12/05/2008 05:12 am ET | Updated May 25, 2011

The Kids Stay In The Picture: Why The Youth Vote Will Come Out

Will the Youth Vote come out this time? In this make-or-break election where every group has gotten its say — Older white women! African-Americans! People who cling to their guns! — the question of whether or not the kids will take their enthusiasm offline and to the polls has been wondered aloud by many (even the kids themselves). Today's reports seem to put that to rest — yes the kids are coming out (where they cansheesh) — but, if I may, I coulda told you that.

Why? Because as a formerly politically-apathetic kid (it was student council or bust), I can remember what I did come out for: Things that were fun. Things that you don't want to miss. Yes, sure, it's good to come out for things that are important, but if that were the driving force then the youth vote would never be an option.

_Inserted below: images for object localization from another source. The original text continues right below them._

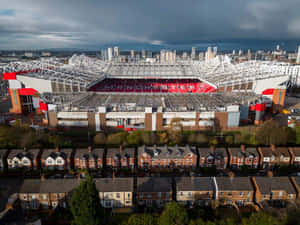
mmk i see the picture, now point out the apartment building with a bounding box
[175,177,214,207]
[137,177,173,208]
[95,178,134,208]
[7,148,40,170]
[74,147,104,169]
[216,177,254,206]
[41,148,73,170]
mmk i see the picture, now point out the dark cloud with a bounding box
[0,0,299,49]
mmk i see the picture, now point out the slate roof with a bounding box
[197,148,212,158]
[74,148,104,160]
[106,147,135,158]
[229,147,259,158]
[214,148,228,159]
[95,178,133,192]
[254,177,296,194]
[216,177,253,191]
[175,177,214,191]
[276,147,290,157]
[138,145,197,159]
[137,177,172,192]
[7,149,40,160]
[41,148,73,160]
[260,147,276,157]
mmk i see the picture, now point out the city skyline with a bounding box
[1,0,300,49]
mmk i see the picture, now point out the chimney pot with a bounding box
[210,146,214,152]
[241,144,245,152]
[88,146,92,152]
[56,147,59,152]
[41,174,46,181]
[120,146,123,153]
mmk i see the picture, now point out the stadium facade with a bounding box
[2,54,300,131]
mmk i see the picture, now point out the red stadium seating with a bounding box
[89,78,216,93]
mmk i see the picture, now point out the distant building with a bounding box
[213,47,218,56]
[238,49,243,56]
[113,46,120,57]
[24,52,33,58]
[205,47,214,61]
[108,47,113,61]
[191,47,196,60]
[198,52,204,61]
[130,50,135,58]
[296,46,300,64]
[41,52,51,57]
[142,49,146,59]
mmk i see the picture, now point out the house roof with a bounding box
[198,148,212,157]
[7,149,40,160]
[41,148,73,160]
[74,148,104,159]
[175,177,214,191]
[137,177,172,192]
[138,145,197,159]
[260,147,276,157]
[276,147,290,157]
[229,147,259,158]
[216,177,253,191]
[254,177,296,194]
[19,179,41,193]
[290,147,300,157]
[106,147,135,158]
[95,178,133,192]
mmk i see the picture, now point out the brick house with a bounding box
[252,177,297,205]
[176,177,214,207]
[106,146,135,169]
[288,147,300,167]
[19,178,79,209]
[7,148,40,170]
[95,178,134,208]
[290,177,300,199]
[41,148,73,170]
[198,147,228,169]
[74,147,104,169]
[258,147,278,169]
[137,145,198,170]
[0,149,8,171]
[228,146,260,169]
[137,177,173,208]
[215,177,254,207]
[275,146,291,166]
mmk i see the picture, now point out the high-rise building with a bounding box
[213,47,218,56]
[232,50,236,55]
[130,50,135,58]
[142,49,146,59]
[147,51,153,58]
[113,46,120,57]
[238,49,243,56]
[191,47,196,60]
[108,47,113,61]
[205,47,214,61]
[247,49,251,60]
[296,46,300,64]
[160,50,175,63]
[276,45,280,51]
[198,52,204,61]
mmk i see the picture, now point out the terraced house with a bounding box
[252,177,297,206]
[176,177,214,207]
[41,148,73,170]
[138,145,198,170]
[106,146,135,169]
[95,178,134,208]
[228,146,260,169]
[137,177,173,208]
[7,148,40,170]
[216,177,254,206]
[74,147,104,169]
[258,147,279,169]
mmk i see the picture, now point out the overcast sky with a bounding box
[0,0,300,49]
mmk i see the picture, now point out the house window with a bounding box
[188,192,192,197]
[128,193,131,198]
[57,159,63,164]
[289,194,294,198]
[279,191,283,197]
[247,192,251,197]
[220,192,224,196]
[31,195,36,200]
[125,201,130,205]
[239,192,243,197]
[180,192,183,196]
[42,195,47,200]
[52,202,57,208]
[228,192,232,196]
[53,194,57,199]
[116,193,120,198]
[23,195,27,200]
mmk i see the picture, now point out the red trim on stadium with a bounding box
[262,88,274,95]
[18,88,38,96]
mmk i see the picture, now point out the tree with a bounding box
[158,201,189,225]
[241,212,279,225]
[106,132,127,145]
[70,176,104,225]
[187,132,208,145]
[157,132,169,145]
[126,131,143,145]
[127,214,156,225]
[255,120,287,145]
[94,133,106,145]
[188,218,206,225]
[141,132,158,145]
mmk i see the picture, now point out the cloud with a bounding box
[0,0,299,49]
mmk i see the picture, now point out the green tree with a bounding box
[106,132,127,145]
[70,176,104,225]
[141,132,158,145]
[187,132,208,145]
[48,135,63,147]
[241,212,279,225]
[255,120,287,145]
[126,131,143,145]
[188,218,206,225]
[94,133,106,145]
[158,201,189,225]
[127,214,156,225]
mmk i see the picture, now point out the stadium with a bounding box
[1,54,300,131]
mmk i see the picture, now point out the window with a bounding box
[180,192,183,196]
[128,193,131,198]
[289,194,294,199]
[220,192,224,196]
[42,194,47,200]
[57,159,63,164]
[116,193,120,198]
[279,191,283,197]
[228,192,232,196]
[188,192,192,197]
[247,192,251,197]
[31,195,36,200]
[239,192,243,197]
[53,194,57,199]
[23,195,27,200]
[125,201,130,205]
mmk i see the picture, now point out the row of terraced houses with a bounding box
[14,176,300,210]
[1,145,300,171]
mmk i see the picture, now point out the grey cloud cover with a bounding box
[0,0,299,49]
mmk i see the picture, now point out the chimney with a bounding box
[271,144,276,151]
[241,144,245,152]
[228,171,235,180]
[77,173,81,180]
[120,146,123,153]
[56,147,59,152]
[112,170,116,179]
[267,171,273,178]
[88,146,92,153]
[41,174,46,181]
[210,146,214,153]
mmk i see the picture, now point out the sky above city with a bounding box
[0,0,300,49]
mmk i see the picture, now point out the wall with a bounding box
[17,75,53,93]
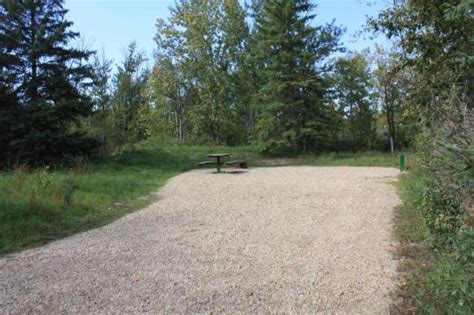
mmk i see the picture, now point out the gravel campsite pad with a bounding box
[0,167,400,313]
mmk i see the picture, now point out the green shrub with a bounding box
[396,171,474,313]
[415,86,473,254]
[398,89,474,311]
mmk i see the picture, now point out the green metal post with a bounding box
[400,153,406,172]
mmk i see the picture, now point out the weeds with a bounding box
[394,171,474,313]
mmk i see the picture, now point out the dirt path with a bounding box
[0,167,400,314]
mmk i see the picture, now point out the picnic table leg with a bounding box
[217,156,221,173]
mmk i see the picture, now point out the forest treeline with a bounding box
[1,0,419,166]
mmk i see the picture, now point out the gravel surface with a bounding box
[0,167,400,314]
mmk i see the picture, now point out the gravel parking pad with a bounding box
[0,167,400,313]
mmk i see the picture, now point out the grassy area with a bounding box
[394,171,473,313]
[0,144,260,255]
[0,145,401,255]
[307,151,402,167]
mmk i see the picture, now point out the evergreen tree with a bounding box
[254,0,342,153]
[0,0,97,166]
[240,0,265,142]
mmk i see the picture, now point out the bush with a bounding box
[403,86,474,312]
[416,91,473,253]
[396,171,474,313]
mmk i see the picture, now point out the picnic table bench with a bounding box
[197,161,214,166]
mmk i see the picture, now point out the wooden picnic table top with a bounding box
[207,153,229,158]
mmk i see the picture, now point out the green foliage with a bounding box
[148,57,188,141]
[149,0,349,152]
[253,0,343,153]
[110,42,149,146]
[395,171,473,313]
[373,45,420,148]
[88,52,113,143]
[0,0,98,167]
[152,0,251,145]
[424,257,473,312]
[372,0,473,247]
[371,2,473,311]
[329,53,377,149]
[418,124,474,255]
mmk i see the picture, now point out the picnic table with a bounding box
[197,153,247,173]
[207,153,229,173]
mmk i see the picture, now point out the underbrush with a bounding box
[395,171,473,313]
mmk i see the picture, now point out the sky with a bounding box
[64,0,392,68]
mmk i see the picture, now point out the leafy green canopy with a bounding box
[110,42,149,146]
[152,0,251,145]
[0,0,97,167]
[329,53,376,150]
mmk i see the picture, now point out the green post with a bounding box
[400,153,406,172]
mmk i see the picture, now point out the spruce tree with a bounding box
[0,0,96,166]
[254,0,342,153]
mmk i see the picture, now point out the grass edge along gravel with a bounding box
[0,145,400,255]
[392,170,473,314]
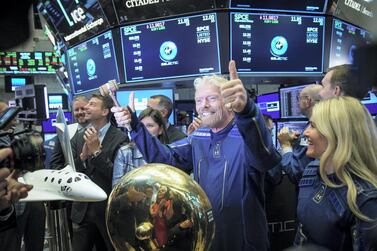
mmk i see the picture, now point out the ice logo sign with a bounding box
[159,41,178,62]
[86,58,96,77]
[270,36,288,56]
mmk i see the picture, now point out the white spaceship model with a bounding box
[19,107,107,202]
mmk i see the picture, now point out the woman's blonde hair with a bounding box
[311,96,377,221]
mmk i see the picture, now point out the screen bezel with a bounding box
[66,29,120,95]
[48,93,69,111]
[4,75,33,93]
[279,83,312,119]
[120,12,221,83]
[229,12,325,75]
[256,92,280,119]
[229,0,328,14]
[328,18,373,68]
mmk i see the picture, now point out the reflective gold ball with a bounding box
[106,163,215,251]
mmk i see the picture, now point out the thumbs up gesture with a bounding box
[221,60,248,113]
[111,91,136,130]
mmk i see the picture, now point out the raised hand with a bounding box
[187,117,202,135]
[83,127,101,155]
[111,91,135,131]
[277,126,299,148]
[221,60,248,113]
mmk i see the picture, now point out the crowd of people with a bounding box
[0,61,376,251]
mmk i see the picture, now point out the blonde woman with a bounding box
[295,96,377,250]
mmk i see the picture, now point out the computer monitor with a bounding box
[0,52,60,74]
[48,93,69,111]
[44,133,57,142]
[256,92,280,119]
[66,30,120,94]
[361,91,377,115]
[230,13,325,74]
[37,0,110,47]
[279,84,311,119]
[276,120,308,149]
[4,75,33,93]
[120,13,221,82]
[42,112,72,134]
[229,0,328,13]
[329,18,374,68]
[270,121,277,148]
[116,89,175,125]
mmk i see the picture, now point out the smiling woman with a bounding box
[295,96,377,250]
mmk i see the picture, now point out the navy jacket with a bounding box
[130,98,281,251]
[296,160,377,250]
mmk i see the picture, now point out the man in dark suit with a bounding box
[147,95,186,143]
[70,94,128,251]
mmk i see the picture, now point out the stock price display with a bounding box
[121,13,221,82]
[329,18,373,67]
[231,13,324,74]
[66,30,119,94]
[0,52,61,74]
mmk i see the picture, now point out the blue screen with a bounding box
[230,0,328,13]
[361,91,377,115]
[48,95,63,109]
[257,92,280,119]
[280,84,311,119]
[42,112,72,133]
[116,89,174,125]
[120,13,221,82]
[329,19,374,68]
[67,30,119,94]
[11,78,26,91]
[276,120,308,149]
[230,13,324,74]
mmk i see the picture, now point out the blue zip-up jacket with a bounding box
[281,124,314,184]
[295,160,377,250]
[129,98,281,251]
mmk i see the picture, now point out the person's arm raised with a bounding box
[221,60,248,113]
[111,91,136,131]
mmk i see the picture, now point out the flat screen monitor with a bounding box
[44,133,57,142]
[4,76,33,92]
[270,121,277,148]
[361,91,377,115]
[230,0,328,13]
[116,89,175,125]
[67,30,120,94]
[120,13,221,82]
[329,18,374,68]
[276,120,308,149]
[42,112,72,134]
[0,52,60,74]
[37,0,110,47]
[230,13,325,74]
[114,0,215,24]
[48,94,69,110]
[279,84,311,119]
[256,92,280,119]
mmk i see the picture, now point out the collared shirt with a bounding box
[97,122,111,144]
[77,123,91,132]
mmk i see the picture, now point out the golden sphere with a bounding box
[106,163,215,251]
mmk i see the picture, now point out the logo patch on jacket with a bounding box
[312,184,326,204]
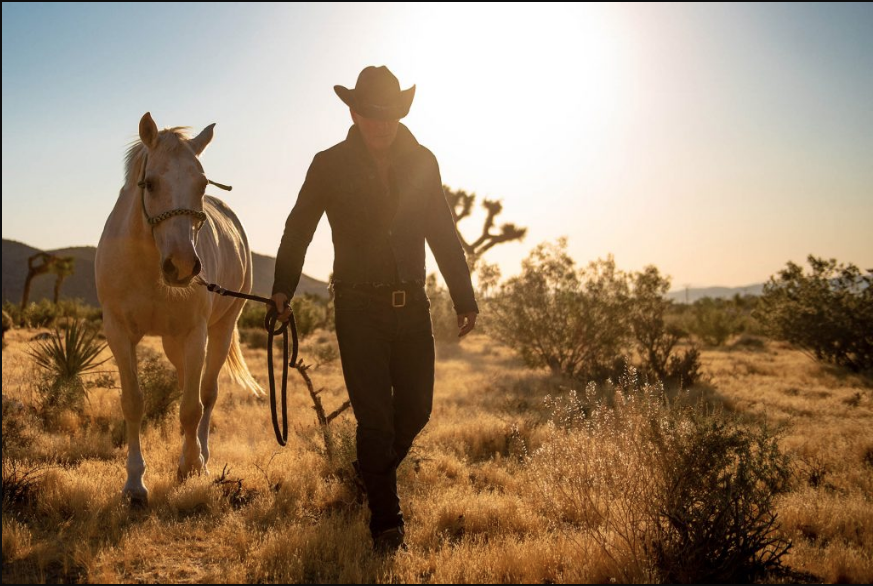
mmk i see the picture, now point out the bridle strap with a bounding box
[137,152,230,228]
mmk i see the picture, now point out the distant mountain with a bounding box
[666,284,764,304]
[1,239,329,307]
[4,238,765,307]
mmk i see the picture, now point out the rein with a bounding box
[203,283,298,447]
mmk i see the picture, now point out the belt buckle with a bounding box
[392,290,406,308]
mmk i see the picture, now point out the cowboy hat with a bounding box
[334,66,416,120]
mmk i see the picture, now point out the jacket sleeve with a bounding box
[272,153,327,298]
[424,154,479,315]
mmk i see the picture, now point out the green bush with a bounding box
[137,348,181,426]
[238,299,268,330]
[647,412,791,582]
[312,342,339,367]
[3,299,101,329]
[630,267,700,386]
[426,273,462,344]
[533,373,792,582]
[489,240,629,381]
[239,327,269,351]
[688,297,743,346]
[2,397,36,458]
[239,294,327,340]
[488,238,700,385]
[757,256,872,371]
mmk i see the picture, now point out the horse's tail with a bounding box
[224,325,264,397]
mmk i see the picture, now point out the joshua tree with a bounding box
[21,253,57,311]
[443,185,527,270]
[20,253,75,314]
[52,257,76,304]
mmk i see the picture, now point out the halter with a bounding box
[137,152,232,229]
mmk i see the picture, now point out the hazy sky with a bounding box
[3,2,871,288]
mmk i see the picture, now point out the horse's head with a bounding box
[137,112,213,287]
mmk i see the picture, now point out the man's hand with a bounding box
[271,293,293,322]
[457,311,477,338]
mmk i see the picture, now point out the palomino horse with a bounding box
[96,112,261,505]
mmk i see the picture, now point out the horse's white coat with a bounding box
[95,113,261,504]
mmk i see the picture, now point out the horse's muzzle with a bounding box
[162,256,202,287]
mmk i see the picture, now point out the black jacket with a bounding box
[272,123,479,315]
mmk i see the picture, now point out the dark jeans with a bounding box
[333,283,435,535]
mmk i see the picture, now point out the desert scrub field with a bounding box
[2,325,872,583]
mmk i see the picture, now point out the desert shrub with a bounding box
[731,334,767,350]
[732,294,765,335]
[757,256,872,371]
[239,327,269,350]
[4,299,101,329]
[27,320,108,413]
[489,239,629,380]
[2,458,46,514]
[426,273,462,344]
[686,297,744,346]
[239,294,326,340]
[532,371,792,583]
[663,346,702,388]
[137,348,181,425]
[55,299,103,324]
[285,293,327,338]
[2,310,13,348]
[2,302,19,327]
[11,299,60,328]
[646,414,791,582]
[489,238,699,384]
[312,342,339,367]
[238,299,265,330]
[630,267,701,386]
[469,261,501,338]
[475,259,502,301]
[2,397,36,458]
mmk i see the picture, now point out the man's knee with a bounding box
[356,425,396,469]
[400,404,431,440]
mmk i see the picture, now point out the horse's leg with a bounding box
[199,302,243,471]
[177,324,207,479]
[104,315,147,505]
[161,336,186,393]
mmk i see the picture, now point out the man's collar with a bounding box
[346,122,420,162]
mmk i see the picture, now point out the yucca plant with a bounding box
[28,320,108,412]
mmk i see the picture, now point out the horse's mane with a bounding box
[123,127,193,185]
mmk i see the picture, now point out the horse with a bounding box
[95,112,262,506]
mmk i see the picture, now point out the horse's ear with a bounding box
[139,112,159,150]
[190,123,215,156]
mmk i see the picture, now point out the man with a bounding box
[271,65,478,553]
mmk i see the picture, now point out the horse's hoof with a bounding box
[177,454,205,481]
[122,488,149,509]
[177,465,203,482]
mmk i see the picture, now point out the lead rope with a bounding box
[203,283,298,446]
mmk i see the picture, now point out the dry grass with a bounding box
[2,326,871,583]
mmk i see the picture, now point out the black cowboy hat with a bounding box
[334,66,416,120]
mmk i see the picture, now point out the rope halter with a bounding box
[138,153,231,230]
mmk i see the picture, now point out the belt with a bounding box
[331,279,425,308]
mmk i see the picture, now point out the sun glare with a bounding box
[383,3,631,191]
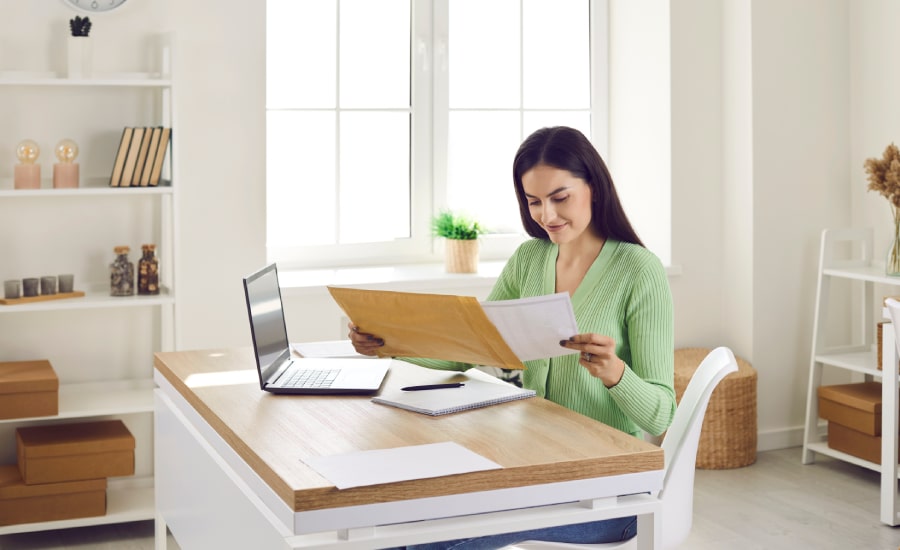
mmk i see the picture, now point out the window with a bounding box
[266,0,607,269]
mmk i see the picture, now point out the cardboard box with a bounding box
[16,420,135,485]
[0,360,59,419]
[817,382,883,436]
[0,464,105,526]
[827,422,891,464]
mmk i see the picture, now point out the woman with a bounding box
[350,126,675,548]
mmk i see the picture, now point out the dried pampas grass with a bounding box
[865,143,900,209]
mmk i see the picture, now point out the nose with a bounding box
[541,202,557,225]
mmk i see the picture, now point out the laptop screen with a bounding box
[243,263,291,385]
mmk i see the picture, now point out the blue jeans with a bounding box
[393,516,637,550]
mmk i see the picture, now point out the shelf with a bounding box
[0,379,155,424]
[0,178,172,196]
[815,348,886,377]
[806,441,879,473]
[804,229,900,527]
[0,34,175,543]
[823,265,900,286]
[0,74,171,88]
[0,478,155,535]
[806,441,900,478]
[0,287,174,314]
[59,380,155,418]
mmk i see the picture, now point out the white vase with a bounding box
[67,36,92,79]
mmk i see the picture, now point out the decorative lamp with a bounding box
[52,138,80,189]
[14,139,41,190]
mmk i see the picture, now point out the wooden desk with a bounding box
[153,348,664,549]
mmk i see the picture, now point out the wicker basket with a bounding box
[674,347,758,469]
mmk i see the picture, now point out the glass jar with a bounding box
[110,245,134,296]
[138,243,160,295]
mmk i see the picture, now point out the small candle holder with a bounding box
[40,276,57,295]
[3,280,20,299]
[58,274,75,294]
[53,138,80,189]
[22,278,39,297]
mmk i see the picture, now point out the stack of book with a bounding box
[109,126,172,187]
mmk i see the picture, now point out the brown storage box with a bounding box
[827,422,893,464]
[0,360,59,419]
[16,420,135,485]
[817,382,883,436]
[0,464,106,525]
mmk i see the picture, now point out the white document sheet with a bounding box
[291,339,365,358]
[303,441,502,490]
[481,292,580,362]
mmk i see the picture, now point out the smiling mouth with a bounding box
[545,223,566,232]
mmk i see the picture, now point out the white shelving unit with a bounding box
[802,227,900,526]
[0,35,175,536]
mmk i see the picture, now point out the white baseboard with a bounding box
[757,426,805,452]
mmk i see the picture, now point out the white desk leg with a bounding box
[635,511,659,550]
[155,512,168,550]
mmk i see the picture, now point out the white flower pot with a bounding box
[67,36,92,79]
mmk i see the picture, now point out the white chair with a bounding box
[506,346,740,550]
[886,298,900,342]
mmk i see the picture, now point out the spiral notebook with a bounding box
[372,370,536,416]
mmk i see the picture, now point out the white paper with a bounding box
[291,339,366,358]
[481,293,579,361]
[303,441,501,490]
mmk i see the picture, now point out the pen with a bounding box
[400,383,465,391]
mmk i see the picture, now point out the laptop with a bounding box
[242,263,390,395]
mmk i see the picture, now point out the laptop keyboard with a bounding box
[282,368,339,388]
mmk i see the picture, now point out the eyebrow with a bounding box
[524,186,570,199]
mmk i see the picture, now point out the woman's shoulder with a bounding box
[511,238,554,260]
[609,241,666,274]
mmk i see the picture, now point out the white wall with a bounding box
[749,0,852,446]
[850,1,900,293]
[167,2,266,350]
[668,0,726,351]
[720,0,754,364]
[613,0,852,449]
[607,0,672,267]
[5,0,888,452]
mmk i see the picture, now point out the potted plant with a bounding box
[864,143,900,275]
[432,210,485,273]
[67,16,92,78]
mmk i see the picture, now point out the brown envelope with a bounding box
[327,287,524,370]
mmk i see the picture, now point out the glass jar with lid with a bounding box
[138,243,160,295]
[110,245,134,296]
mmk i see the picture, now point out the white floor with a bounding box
[685,446,900,550]
[1,447,900,549]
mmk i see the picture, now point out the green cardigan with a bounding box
[404,238,676,437]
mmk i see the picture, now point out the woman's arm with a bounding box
[607,262,676,436]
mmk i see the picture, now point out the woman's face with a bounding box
[521,164,596,246]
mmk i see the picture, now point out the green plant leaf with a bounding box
[431,210,484,240]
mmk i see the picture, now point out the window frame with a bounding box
[266,0,609,270]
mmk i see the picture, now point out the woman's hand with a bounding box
[347,322,384,356]
[559,333,626,388]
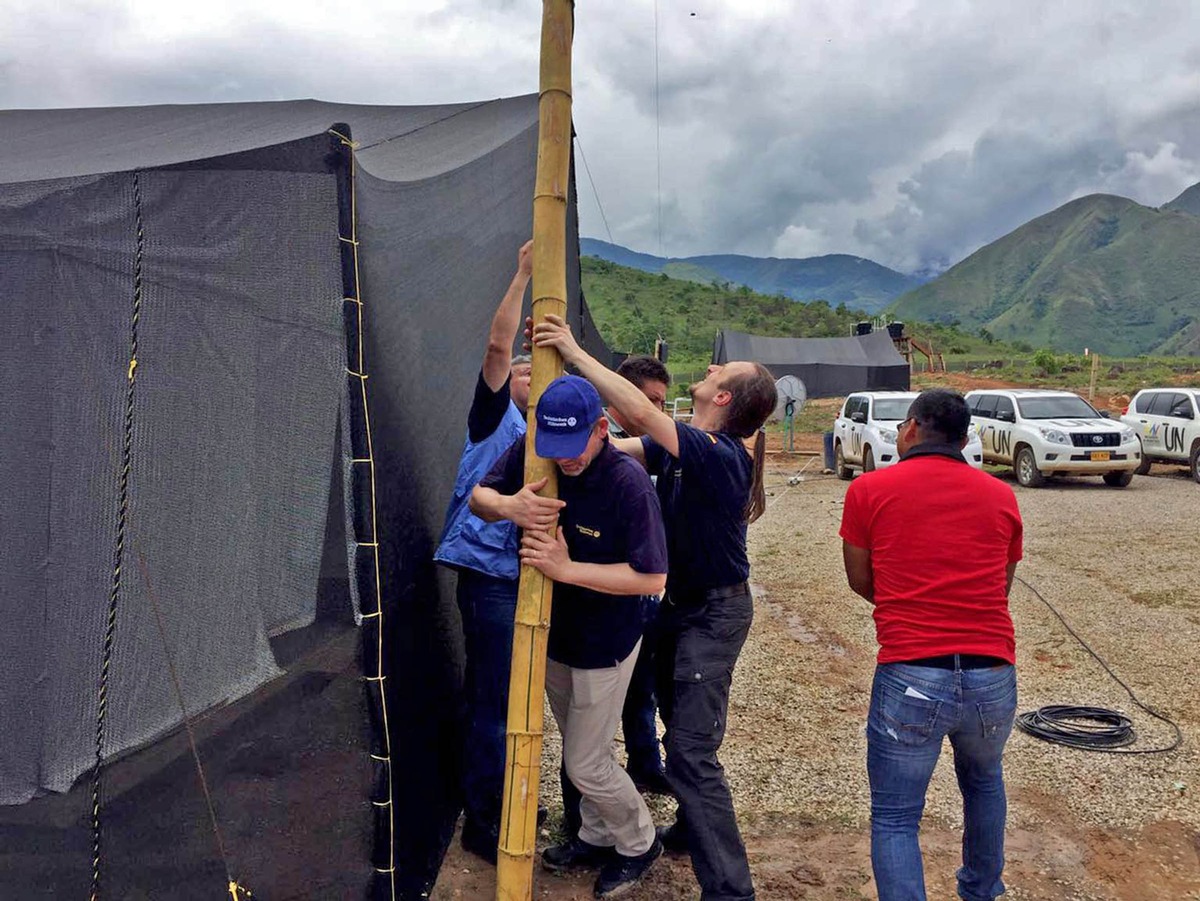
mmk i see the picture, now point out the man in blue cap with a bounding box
[470,374,668,899]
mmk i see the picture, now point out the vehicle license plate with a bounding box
[1091,451,1110,462]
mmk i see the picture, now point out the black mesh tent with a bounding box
[0,96,609,900]
[713,328,910,398]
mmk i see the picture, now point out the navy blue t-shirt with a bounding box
[642,421,752,597]
[480,439,667,669]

This year, "important" is getting way more play (and I'm not even going to bother linking for this one, we all know it's true) — but for those who doubt that all the kids will come out, consider how that will add necessary critical mass to who comes out, and why.

First, this election is a happening. Long lines will be awesome. Think of it as political tailgating — I'm imagining college campuses with boom-boxes along the lines, texting and facebooking and photo-taking, maybe a little flirting — what socially-minded college kid would want to be anywhere else? Second, consider the effects of peer pressure. Would you want to be the kid in the dorm who didn't vote? (Here's a sample status update from a college kid on Facebook: "VOTE, 18-24, VOTE! Git in there. The future is determined by those who show up." No pressure there!)

Together, these two elements make for a perfect storm of youth GOTV — and add in the fact that this really is an important election and people really do care about it passionately — well, I've got faith in the kids. I should know, I've barely matured since that age.

But don't take my word for it, take it from someone who knows — 23-year old Luke Russert was just on MSNBC talking about how he thinks the kids will stay in the picture. Said Russert: "I have a lot of faith in the Millenial generation." I do, too. It wasn't that long ago.